Question

A chemical supply company currently has in stock 100 pounds of a certain chemical, which it sells to customers in 5 -pound lots. Let \(x=\) the number of lots ordered by a randomly chosen customer. The probability distribution of \(x\) is as follows: $$ \begin{array}{lcccc} x & 1 & 2 & 3 & 4 \\ p(x) & 0.2 & 0.4 & 0.3 & 0.1 \end{array} $$ a. Calculate and interpret the mean value of \(x\). b. Calculate and interpret the variance and standard deviation of \(x\).

Short answer

The mean value of \(x\) is 2.3. This can be interpreted as the expected value or the average amount of 5-pound lots ordered by a customer. The variance and the standard deviation are 0.61 and approximately 0.78, respectively, indicating a relatively small spread around the mean.

Step-by-step solution

Calculate the Mean

To compute the average, use the formula for the mean of a discrete probability distribution, which is \(\mu = \Sigma (x \cdot p(x))\).
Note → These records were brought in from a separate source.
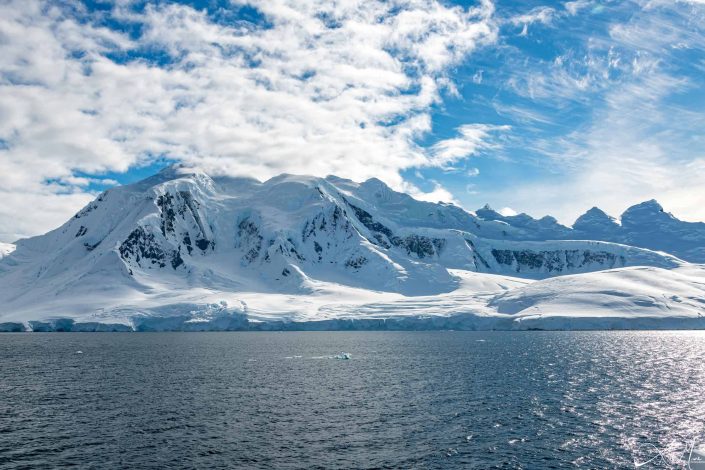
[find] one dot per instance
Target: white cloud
(327, 88)
(471, 138)
(507, 211)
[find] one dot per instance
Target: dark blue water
(403, 400)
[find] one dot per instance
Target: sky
(531, 106)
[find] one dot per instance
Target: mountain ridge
(182, 250)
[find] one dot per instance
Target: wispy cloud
(315, 87)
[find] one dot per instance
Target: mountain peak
(596, 221)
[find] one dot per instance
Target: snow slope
(184, 251)
(6, 249)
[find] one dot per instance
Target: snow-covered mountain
(6, 249)
(644, 225)
(182, 250)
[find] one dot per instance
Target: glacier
(184, 251)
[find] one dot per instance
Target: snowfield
(184, 251)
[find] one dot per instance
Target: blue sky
(542, 107)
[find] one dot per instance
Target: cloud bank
(312, 87)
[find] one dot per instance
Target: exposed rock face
(182, 231)
(644, 225)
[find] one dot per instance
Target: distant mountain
(182, 250)
(645, 225)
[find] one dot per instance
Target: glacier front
(185, 251)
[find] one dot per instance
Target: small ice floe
(451, 452)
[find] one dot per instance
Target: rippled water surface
(403, 400)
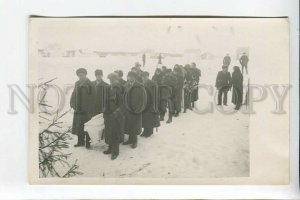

In other words, each possible outcome should be multiplied by its associated probability and then all these products should be summed. Using the given distribution values: \(\mu = (1*0.2) + (2*0.4) + (3*0.3) + (4*0.1) = 2.3\). The mean value of \(x\) is 2.3.

Calculate the Variance

Next, calculate variance (\(\sigma^2\)) from the formula for the variance of a discrete probability distribution, \(\sigma^2 = \Sigma ((x- \mu)^2 \cdot p(x))\). For each potential outcome \(x\), subtract the mean (\(\mu\)) and square the result, multiply this by the corresponding probability, finally sum all these products beyond all distinct values of \(x\): \(\sigma^2 = ((1-2.3)^2*0.2) + ((2-2.3)^2*0.4) + ((3-2.3)^2*0.3) + ((4-2.3)^2*0.1) = 0.61\). So, the variance is 0.61.

Calculate the Standard Deviation

For the final step, obtain the standard deviation (\(\sigma\)). The standard deviation is just the square root of the variance. Using the variance from Step 2, take the square root: \(\sigma = \sqrt{0.61} \approx 0.78\). The standard deviation is approximately 0.78.